Nearly 50% of Australians and 75% of the world’s population presents with some kind of vision impairment. As a result, corrective lenses are a big part of so many lives. The inconvenience of glasses is a tale as old as time. Many (if not all) report some kind of nuisance related to wearing glasses. Whether it’s because they won’t stay put for sport and work or because the wearer finds them physically unappealing, every single one of them has wished for 20/20 vision at some point. Enter contact lenses.
These nifty contraptions were invented in 1888 by Adolf Gaston Eugen Fick; though it’s safe to say we’ve somewhat upgraded since then. Originally the genius invention was made from actual glass, meaning those with lacklustre eyesight could don this relief for a mere few hours before they would become detrimental to one’s health. They were twice the size of today’s version and made to cover the whole eye. All in all, not a very comfortable experience. It is also speculated to be unlikely many could afford such a luxury at the time. In the 1900s the design was upgraded to a glass plastic combination with the glass in the centre around the cornea and surrounded by a plastic. As a result, people were now able to wear them for extended periods without discomfort or irritation. It is due to this that the popularity of lenses sored in the 1950s and 1960s.
In the years since, we have obviously (and luckily), improved on this to the extent it’s almost undetectable – unless of course they’re coloured contact lenses. Made purely of plastics, the lenses are worn in complete contact with the eye and can be easily applied at home by the wearer. Modern lenses start at an 8mm thickness, though will be thicker with stronger prescriptions. Unlike at the time of invention, lenses can now be worn all day and night if necessary. Most brands produce a single use option in which the wearer will wear the contacts for one day and then dispose of them. Some also provide a longer lasting option in which the wearer can remove the lens when desired and store them in a saline solution. These lenses will still have a limit on the number of times they can be worn. As a result of the disposable nature of contact lenses, glasses are still the cheaper option. However, they are still affordable, accessible and used by an estimated 15 million people worldwide.
While there are many brands of contact lenses and colored contact lenses, they all come in very similar packaging. For every pair there will be two separate compartments; one for each eye. Each package contains a single lens submerged in a saline solution. The packaging itself is airtight as oxygen can contaminate the saline and cause infections if it comes into contact with your eye. As the lens itself is made of high quality, medical grade plastics, they do not expire in a dangerous sense. However, the packaging and solution that preserves the plastic and lubricates the product can expire and cause damage. Every manufacturer is required to provide extensive testing of their packaging longevity and lifespan of the saline solution they are submerged in. For most brands this averages at around the 5-year mark. After this time frame, it is no longer a guarantee that the outer packaging is durable enough to prevent oxygen contamination. As a result, manufacturers are required to provide an expiry date and display this on every individual lens package.
Many consumers disregard the expiry date due to a misconception that it’s merely a precaution or disclaimer, or because believe the expiry is in reference to the contact itself and not the solution/packaging. If a consumer accidentally uses prescription or colour contact lenses after the expiry date, they are putting themselves at serious risk for repercussions. Unless they are removed immediately and safety directions are administered, it is very likely the wearer could develop a serious eye infection. Of the many associated bacterial and fungal infections observed, ‘bacterial keratitis’ or cornea ulcers is considered to be the most common. Symptoms can include; blurred vision, eye pain, eye redness, sensitivity to light, excessive tearing, and eye discharge. Whilst a quick visit to one’s eye doctor is likely to clear this up rather quickly, left untreated, infections can lead to permanent blindness and other complications. Ways to ensure this accident doesn’t occur is ensuring that you rotate your lens supply to ensure you are always using the oldest ones you have. Obviously, it is also very important that you pay attention to the expiry date before applying the product to your eyes.
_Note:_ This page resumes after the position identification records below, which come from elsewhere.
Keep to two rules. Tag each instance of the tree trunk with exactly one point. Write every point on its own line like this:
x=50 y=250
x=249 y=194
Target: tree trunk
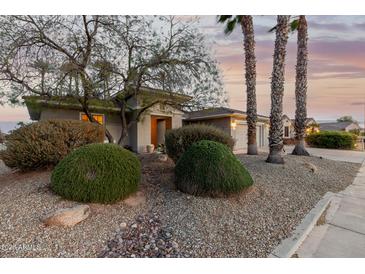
x=250 y=75
x=123 y=118
x=86 y=85
x=277 y=91
x=301 y=88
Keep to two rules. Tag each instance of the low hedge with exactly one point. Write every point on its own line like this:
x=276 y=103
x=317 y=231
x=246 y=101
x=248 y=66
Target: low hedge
x=45 y=143
x=209 y=168
x=100 y=173
x=177 y=141
x=332 y=139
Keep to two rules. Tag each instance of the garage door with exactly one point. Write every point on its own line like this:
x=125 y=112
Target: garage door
x=240 y=135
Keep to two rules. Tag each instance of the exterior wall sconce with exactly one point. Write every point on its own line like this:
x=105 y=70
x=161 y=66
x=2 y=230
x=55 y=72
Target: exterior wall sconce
x=233 y=124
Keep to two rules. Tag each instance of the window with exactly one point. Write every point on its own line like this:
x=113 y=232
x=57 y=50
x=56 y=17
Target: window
x=286 y=131
x=98 y=117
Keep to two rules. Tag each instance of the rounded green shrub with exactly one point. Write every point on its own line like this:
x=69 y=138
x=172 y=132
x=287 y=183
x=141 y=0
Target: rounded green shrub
x=101 y=173
x=332 y=139
x=177 y=141
x=45 y=143
x=209 y=168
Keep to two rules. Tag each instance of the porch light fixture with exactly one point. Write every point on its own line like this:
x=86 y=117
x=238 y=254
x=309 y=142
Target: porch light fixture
x=233 y=124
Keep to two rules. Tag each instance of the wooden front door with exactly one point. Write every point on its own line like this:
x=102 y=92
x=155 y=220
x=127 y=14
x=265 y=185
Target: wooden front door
x=159 y=125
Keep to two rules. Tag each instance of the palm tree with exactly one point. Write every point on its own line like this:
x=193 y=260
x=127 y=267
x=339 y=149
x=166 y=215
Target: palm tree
x=250 y=75
x=301 y=85
x=277 y=91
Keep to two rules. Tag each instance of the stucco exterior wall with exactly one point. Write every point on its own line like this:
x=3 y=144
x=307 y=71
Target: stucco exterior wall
x=288 y=123
x=240 y=132
x=143 y=132
x=352 y=127
x=223 y=123
x=111 y=121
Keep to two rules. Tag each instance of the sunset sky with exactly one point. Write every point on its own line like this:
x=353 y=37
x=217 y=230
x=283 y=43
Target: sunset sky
x=336 y=84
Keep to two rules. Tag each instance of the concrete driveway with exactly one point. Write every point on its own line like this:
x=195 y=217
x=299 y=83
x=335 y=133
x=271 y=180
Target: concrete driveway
x=331 y=154
x=334 y=154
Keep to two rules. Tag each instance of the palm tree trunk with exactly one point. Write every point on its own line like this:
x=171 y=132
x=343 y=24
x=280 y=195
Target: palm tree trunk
x=250 y=64
x=277 y=91
x=301 y=88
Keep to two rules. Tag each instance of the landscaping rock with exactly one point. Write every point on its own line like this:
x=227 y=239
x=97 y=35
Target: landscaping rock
x=311 y=167
x=162 y=157
x=136 y=199
x=67 y=217
x=123 y=225
x=144 y=238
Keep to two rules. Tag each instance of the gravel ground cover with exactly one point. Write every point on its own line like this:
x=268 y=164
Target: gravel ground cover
x=249 y=224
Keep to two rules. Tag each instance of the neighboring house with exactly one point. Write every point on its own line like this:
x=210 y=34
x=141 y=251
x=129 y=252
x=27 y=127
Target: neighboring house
x=233 y=122
x=150 y=129
x=339 y=126
x=289 y=128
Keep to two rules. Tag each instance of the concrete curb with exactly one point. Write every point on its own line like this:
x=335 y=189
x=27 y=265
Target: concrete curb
x=287 y=247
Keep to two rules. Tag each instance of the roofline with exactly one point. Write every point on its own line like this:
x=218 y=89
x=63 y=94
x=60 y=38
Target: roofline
x=213 y=116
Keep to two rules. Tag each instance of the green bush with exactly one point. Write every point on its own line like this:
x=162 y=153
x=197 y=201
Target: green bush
x=209 y=168
x=332 y=139
x=2 y=137
x=45 y=143
x=101 y=173
x=177 y=141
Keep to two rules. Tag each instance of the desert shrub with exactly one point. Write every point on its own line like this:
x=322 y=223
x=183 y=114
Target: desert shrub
x=332 y=139
x=209 y=168
x=45 y=143
x=102 y=173
x=2 y=137
x=177 y=141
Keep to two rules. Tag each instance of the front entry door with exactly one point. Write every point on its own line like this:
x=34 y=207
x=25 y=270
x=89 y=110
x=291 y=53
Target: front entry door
x=159 y=125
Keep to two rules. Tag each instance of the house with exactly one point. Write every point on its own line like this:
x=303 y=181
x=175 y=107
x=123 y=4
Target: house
x=289 y=128
x=339 y=126
x=233 y=122
x=150 y=129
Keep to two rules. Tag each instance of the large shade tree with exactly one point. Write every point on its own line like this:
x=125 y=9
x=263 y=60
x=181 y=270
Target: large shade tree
x=301 y=85
x=107 y=57
x=246 y=23
x=277 y=91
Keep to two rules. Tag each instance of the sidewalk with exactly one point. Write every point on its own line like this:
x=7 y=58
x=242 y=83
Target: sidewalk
x=343 y=232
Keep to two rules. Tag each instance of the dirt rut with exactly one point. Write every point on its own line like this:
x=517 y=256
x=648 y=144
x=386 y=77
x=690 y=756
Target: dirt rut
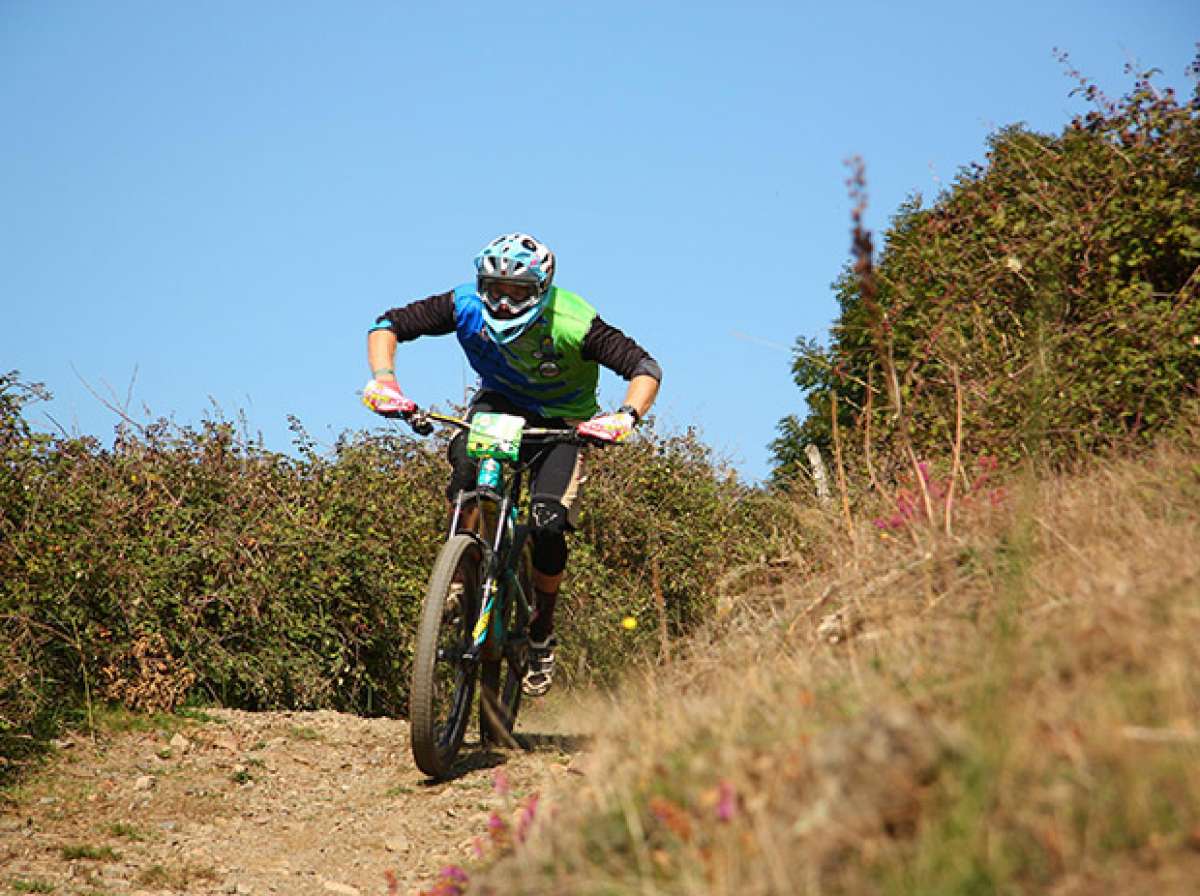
x=264 y=803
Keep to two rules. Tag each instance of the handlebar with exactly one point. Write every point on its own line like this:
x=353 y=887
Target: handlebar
x=423 y=425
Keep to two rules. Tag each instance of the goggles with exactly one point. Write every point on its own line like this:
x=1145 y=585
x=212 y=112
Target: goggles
x=505 y=295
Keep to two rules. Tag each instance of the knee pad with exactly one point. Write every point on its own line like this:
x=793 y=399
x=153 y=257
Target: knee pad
x=462 y=476
x=549 y=522
x=547 y=515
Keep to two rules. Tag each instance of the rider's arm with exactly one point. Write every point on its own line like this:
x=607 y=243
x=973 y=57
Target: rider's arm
x=429 y=317
x=641 y=394
x=610 y=347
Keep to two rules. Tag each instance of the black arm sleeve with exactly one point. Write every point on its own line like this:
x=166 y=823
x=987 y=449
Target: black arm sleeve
x=610 y=347
x=429 y=317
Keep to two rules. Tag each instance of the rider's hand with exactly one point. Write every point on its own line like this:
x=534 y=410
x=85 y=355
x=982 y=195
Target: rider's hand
x=384 y=397
x=610 y=427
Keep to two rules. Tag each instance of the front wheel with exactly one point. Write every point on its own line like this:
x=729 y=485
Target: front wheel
x=443 y=680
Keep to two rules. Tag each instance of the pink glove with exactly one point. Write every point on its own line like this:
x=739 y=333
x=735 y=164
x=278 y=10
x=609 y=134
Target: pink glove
x=384 y=397
x=610 y=427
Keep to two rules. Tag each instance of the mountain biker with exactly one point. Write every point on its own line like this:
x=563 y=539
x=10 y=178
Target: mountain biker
x=537 y=349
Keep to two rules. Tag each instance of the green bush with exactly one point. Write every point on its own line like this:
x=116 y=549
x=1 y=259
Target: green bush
x=190 y=564
x=1057 y=283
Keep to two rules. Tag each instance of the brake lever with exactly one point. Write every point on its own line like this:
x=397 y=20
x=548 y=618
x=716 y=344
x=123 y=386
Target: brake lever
x=420 y=422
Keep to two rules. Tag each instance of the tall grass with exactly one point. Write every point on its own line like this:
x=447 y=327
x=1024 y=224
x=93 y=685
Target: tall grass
x=1013 y=709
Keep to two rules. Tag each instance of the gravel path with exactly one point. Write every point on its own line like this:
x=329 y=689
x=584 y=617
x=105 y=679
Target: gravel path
x=264 y=803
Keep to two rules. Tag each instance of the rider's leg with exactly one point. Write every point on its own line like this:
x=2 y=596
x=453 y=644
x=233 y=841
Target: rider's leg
x=555 y=489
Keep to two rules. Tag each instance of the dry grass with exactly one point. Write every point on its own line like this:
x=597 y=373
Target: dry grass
x=1015 y=709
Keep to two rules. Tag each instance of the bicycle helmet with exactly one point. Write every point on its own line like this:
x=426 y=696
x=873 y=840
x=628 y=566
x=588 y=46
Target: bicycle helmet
x=513 y=277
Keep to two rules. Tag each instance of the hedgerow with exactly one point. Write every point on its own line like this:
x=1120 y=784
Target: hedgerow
x=191 y=564
x=1053 y=290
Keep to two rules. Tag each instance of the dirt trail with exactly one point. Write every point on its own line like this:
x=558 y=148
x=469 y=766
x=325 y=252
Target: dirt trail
x=263 y=803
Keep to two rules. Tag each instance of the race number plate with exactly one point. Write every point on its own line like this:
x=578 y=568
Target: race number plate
x=495 y=436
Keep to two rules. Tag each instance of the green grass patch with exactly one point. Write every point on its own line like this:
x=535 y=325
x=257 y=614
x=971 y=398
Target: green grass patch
x=90 y=853
x=19 y=884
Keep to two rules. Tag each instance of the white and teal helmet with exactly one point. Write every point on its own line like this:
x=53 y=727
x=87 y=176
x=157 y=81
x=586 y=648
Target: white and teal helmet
x=513 y=276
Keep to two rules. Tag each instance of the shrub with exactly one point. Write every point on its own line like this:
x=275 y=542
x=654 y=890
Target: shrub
x=192 y=564
x=1057 y=284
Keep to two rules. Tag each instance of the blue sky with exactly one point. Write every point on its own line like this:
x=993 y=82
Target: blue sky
x=221 y=197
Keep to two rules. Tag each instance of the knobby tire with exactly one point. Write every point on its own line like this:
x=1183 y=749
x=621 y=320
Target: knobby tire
x=443 y=685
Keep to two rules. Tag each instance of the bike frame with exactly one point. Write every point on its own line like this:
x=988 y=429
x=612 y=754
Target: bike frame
x=489 y=630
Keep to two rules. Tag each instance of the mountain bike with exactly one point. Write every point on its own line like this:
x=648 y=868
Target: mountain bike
x=479 y=600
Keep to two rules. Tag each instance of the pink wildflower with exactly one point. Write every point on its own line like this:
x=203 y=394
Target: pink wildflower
x=501 y=783
x=726 y=801
x=527 y=815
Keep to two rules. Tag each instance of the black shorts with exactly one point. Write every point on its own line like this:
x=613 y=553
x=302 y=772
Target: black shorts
x=556 y=475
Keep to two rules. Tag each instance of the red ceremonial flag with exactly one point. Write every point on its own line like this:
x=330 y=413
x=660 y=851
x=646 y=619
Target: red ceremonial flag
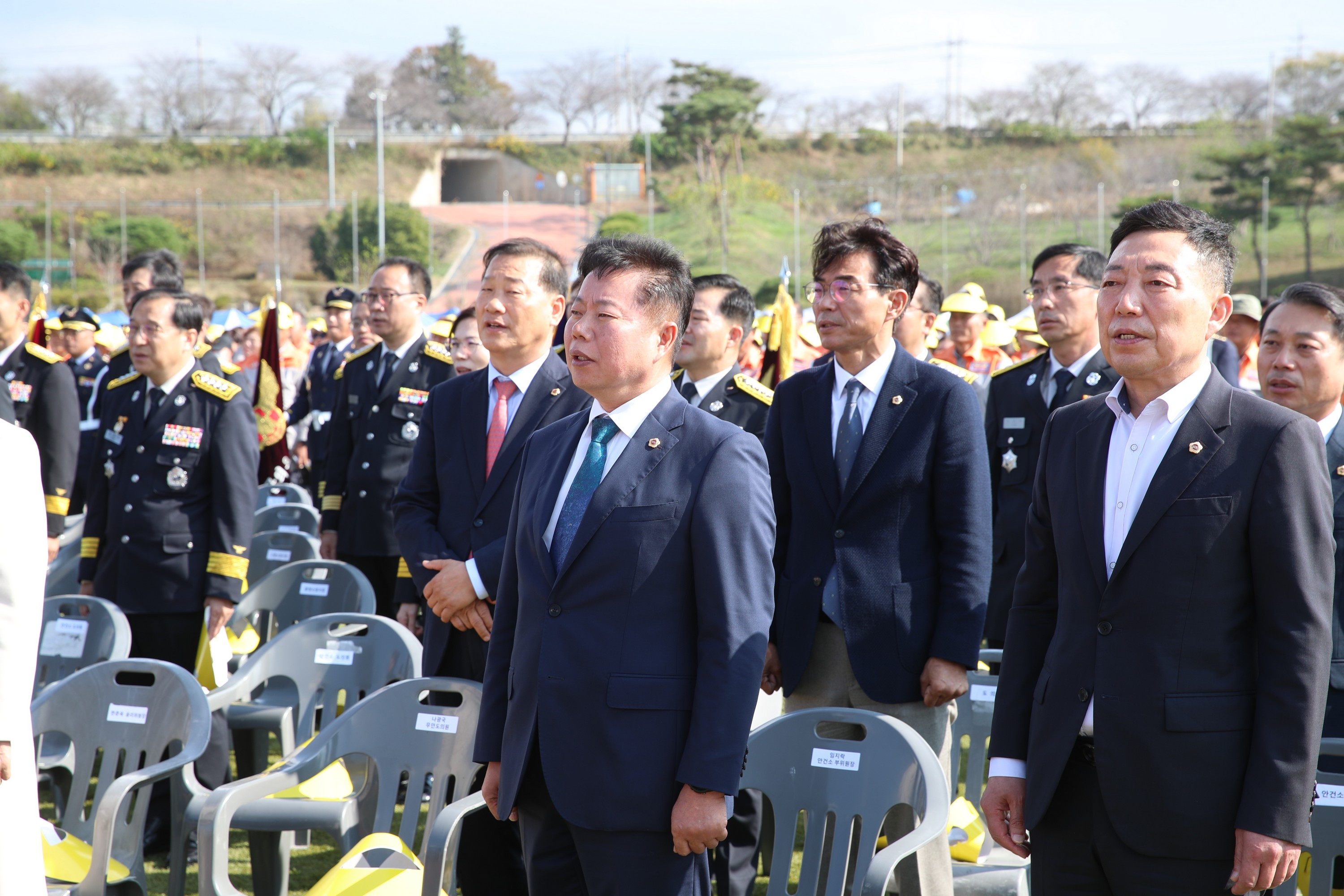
x=269 y=404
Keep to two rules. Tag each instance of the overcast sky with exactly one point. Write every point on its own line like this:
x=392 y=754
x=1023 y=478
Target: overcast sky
x=819 y=50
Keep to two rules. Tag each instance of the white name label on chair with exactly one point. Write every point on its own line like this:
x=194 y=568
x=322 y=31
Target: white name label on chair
x=1330 y=796
x=835 y=759
x=64 y=638
x=134 y=715
x=435 y=722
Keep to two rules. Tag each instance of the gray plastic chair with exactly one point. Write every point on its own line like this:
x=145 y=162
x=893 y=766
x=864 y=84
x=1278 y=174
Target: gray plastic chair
x=288 y=517
x=284 y=493
x=281 y=689
x=272 y=550
x=406 y=742
x=302 y=590
x=121 y=716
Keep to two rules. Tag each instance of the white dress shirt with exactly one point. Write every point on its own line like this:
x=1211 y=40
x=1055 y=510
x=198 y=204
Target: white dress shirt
x=522 y=378
x=702 y=388
x=1047 y=385
x=873 y=378
x=1137 y=448
x=628 y=420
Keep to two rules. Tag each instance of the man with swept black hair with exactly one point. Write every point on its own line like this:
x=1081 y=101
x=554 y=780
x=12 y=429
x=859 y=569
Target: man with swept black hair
x=1167 y=657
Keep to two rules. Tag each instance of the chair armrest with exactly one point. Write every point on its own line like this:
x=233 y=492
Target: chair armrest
x=443 y=839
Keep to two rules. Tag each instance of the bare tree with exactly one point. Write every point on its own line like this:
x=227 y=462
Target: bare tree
x=1144 y=92
x=73 y=101
x=275 y=78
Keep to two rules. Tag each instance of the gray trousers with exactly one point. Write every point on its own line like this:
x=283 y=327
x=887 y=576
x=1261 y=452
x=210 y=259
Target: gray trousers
x=828 y=681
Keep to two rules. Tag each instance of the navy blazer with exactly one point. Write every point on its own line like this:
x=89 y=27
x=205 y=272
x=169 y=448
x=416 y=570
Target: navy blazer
x=1207 y=649
x=445 y=507
x=910 y=535
x=636 y=665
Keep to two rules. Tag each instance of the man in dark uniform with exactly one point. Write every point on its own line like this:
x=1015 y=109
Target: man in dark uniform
x=86 y=362
x=318 y=393
x=381 y=398
x=1064 y=296
x=45 y=400
x=707 y=371
x=171 y=504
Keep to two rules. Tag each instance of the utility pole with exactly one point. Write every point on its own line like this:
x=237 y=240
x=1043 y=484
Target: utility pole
x=201 y=242
x=378 y=97
x=331 y=166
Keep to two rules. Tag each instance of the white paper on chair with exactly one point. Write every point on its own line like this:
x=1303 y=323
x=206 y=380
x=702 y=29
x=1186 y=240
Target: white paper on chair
x=64 y=638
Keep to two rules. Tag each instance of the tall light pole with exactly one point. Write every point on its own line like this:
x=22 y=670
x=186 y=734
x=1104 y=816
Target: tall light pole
x=378 y=97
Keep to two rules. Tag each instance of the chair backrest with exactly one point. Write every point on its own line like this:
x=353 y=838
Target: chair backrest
x=78 y=632
x=843 y=788
x=975 y=718
x=272 y=550
x=302 y=590
x=285 y=493
x=288 y=517
x=320 y=663
x=120 y=716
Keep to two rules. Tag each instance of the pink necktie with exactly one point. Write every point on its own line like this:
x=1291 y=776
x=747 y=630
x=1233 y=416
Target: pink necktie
x=504 y=390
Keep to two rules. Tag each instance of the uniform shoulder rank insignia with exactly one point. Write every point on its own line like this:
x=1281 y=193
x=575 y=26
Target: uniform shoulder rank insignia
x=754 y=389
x=43 y=354
x=439 y=353
x=217 y=386
x=952 y=369
x=121 y=381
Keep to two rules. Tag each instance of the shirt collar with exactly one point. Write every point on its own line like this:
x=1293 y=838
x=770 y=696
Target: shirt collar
x=522 y=378
x=871 y=377
x=629 y=417
x=1175 y=401
x=1331 y=422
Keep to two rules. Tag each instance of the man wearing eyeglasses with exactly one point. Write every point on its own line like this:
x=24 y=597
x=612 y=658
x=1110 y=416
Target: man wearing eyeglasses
x=882 y=499
x=381 y=398
x=1064 y=297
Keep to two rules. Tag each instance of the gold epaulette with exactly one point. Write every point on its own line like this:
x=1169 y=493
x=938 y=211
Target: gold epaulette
x=952 y=369
x=753 y=389
x=439 y=353
x=42 y=354
x=217 y=386
x=125 y=378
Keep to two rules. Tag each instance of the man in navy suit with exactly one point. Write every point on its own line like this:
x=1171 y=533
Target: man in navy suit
x=633 y=605
x=882 y=496
x=452 y=508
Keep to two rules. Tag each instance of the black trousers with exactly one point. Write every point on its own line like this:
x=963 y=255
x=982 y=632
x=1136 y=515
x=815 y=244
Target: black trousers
x=566 y=860
x=382 y=574
x=1077 y=852
x=174 y=637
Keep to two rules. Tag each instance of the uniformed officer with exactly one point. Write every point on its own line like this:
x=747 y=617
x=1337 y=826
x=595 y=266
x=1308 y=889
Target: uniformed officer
x=80 y=327
x=318 y=392
x=171 y=503
x=1064 y=296
x=707 y=374
x=379 y=400
x=45 y=400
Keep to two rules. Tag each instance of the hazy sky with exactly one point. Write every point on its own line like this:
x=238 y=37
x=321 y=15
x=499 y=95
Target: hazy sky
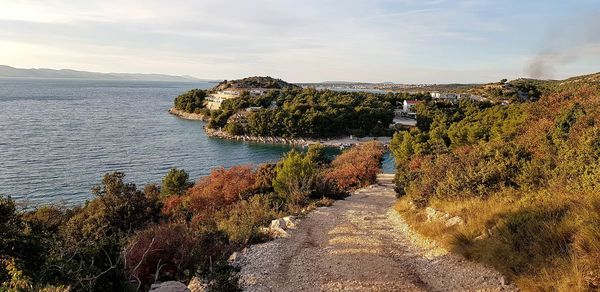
x=407 y=41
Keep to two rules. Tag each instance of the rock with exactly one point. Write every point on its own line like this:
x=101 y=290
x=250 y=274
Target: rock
x=169 y=286
x=277 y=228
x=290 y=221
x=278 y=224
x=232 y=257
x=432 y=214
x=484 y=235
x=456 y=220
x=196 y=285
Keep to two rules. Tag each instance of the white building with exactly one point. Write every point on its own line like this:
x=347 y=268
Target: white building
x=408 y=106
x=444 y=95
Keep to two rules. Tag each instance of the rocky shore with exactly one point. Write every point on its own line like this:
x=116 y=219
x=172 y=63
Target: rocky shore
x=188 y=116
x=256 y=139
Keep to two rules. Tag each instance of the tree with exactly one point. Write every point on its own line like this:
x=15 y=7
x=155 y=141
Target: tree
x=175 y=182
x=316 y=154
x=191 y=101
x=295 y=175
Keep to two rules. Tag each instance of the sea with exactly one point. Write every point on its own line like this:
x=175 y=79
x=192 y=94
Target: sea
x=58 y=137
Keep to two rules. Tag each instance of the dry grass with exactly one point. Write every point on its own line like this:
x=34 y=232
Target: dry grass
x=547 y=241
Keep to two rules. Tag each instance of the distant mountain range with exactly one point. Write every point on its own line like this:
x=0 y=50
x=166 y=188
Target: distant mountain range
x=8 y=71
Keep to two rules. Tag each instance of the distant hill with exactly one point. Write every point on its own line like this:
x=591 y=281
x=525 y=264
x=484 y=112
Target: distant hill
x=255 y=82
x=7 y=71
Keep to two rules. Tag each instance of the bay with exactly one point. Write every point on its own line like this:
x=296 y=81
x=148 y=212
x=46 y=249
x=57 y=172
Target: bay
x=58 y=137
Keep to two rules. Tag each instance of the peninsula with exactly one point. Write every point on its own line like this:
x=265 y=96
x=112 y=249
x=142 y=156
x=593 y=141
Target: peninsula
x=269 y=110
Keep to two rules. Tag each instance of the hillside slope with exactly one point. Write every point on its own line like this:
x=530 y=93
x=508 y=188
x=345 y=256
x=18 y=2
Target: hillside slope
x=7 y=71
x=254 y=82
x=359 y=245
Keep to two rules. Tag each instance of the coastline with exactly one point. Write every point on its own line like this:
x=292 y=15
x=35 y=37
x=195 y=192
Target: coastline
x=331 y=142
x=188 y=116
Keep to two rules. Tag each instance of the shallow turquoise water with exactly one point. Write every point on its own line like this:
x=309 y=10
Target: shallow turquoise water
x=58 y=137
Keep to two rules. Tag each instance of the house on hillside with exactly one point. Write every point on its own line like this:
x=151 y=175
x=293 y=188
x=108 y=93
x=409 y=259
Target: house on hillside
x=445 y=96
x=214 y=100
x=258 y=91
x=408 y=107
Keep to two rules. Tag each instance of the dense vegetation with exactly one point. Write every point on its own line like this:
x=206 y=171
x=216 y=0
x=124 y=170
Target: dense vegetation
x=191 y=101
x=524 y=177
x=255 y=82
x=310 y=113
x=126 y=238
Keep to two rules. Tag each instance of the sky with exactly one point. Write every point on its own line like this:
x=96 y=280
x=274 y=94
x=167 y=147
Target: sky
x=403 y=41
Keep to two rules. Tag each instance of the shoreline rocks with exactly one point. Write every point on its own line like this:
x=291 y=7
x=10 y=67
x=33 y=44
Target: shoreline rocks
x=188 y=116
x=256 y=139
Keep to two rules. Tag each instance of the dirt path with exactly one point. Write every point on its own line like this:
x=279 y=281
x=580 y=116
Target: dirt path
x=359 y=244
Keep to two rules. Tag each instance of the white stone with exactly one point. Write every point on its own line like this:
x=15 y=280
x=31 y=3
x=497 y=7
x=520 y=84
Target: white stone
x=456 y=220
x=290 y=221
x=169 y=286
x=277 y=228
x=196 y=285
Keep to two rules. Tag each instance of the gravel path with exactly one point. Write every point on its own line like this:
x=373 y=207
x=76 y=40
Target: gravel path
x=359 y=244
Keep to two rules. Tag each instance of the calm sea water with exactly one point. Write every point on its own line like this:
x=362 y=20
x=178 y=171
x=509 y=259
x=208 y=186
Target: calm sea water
x=58 y=137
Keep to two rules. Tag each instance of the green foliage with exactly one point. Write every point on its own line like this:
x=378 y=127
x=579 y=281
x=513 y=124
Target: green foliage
x=176 y=182
x=191 y=101
x=234 y=128
x=310 y=113
x=295 y=176
x=533 y=167
x=316 y=153
x=242 y=224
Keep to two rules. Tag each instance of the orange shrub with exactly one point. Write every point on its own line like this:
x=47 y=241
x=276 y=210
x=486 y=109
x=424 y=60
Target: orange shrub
x=221 y=188
x=160 y=252
x=357 y=167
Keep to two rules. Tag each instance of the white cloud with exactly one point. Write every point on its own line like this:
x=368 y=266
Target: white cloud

When using non-prescription options such as Halloween contact lenses, consumers should be especially careful with their packaging and quality. These products can definitely add a bit of fun to a look or complete a costume. Options range from the simplicity of a change in eye color all the way to cat eyes or black out lenses. The rise in Cosplay has definitely increased popularity for the more extravagant and unusual variety of choices. However, novelty contact lenses are regularly acquired as an online purchase, increasing likelihood of the product being imported. This can mean the company is not required or monitored to be following strict regulations imposed on prescription and mainstream providers. Many choose this option as it is cheaper and easier to access. You should always do your research on the manufacturer and ensure that you are respecting expiry dates before inserting the product into your eye. Furthermore, it is increasingly common that popular prescription brands will offer these novelty options in a non-prescription option making it a much safer and more regulated option.
If you are a devil may care individual who pays no heed to the warnings imposed by the likes of an expiry date on your contact lenses, this is your wake-up call. If you value your vision, and don’t want a nasty infection in your eyes, please check the dates listed on your lenses before you apply them to your eyes!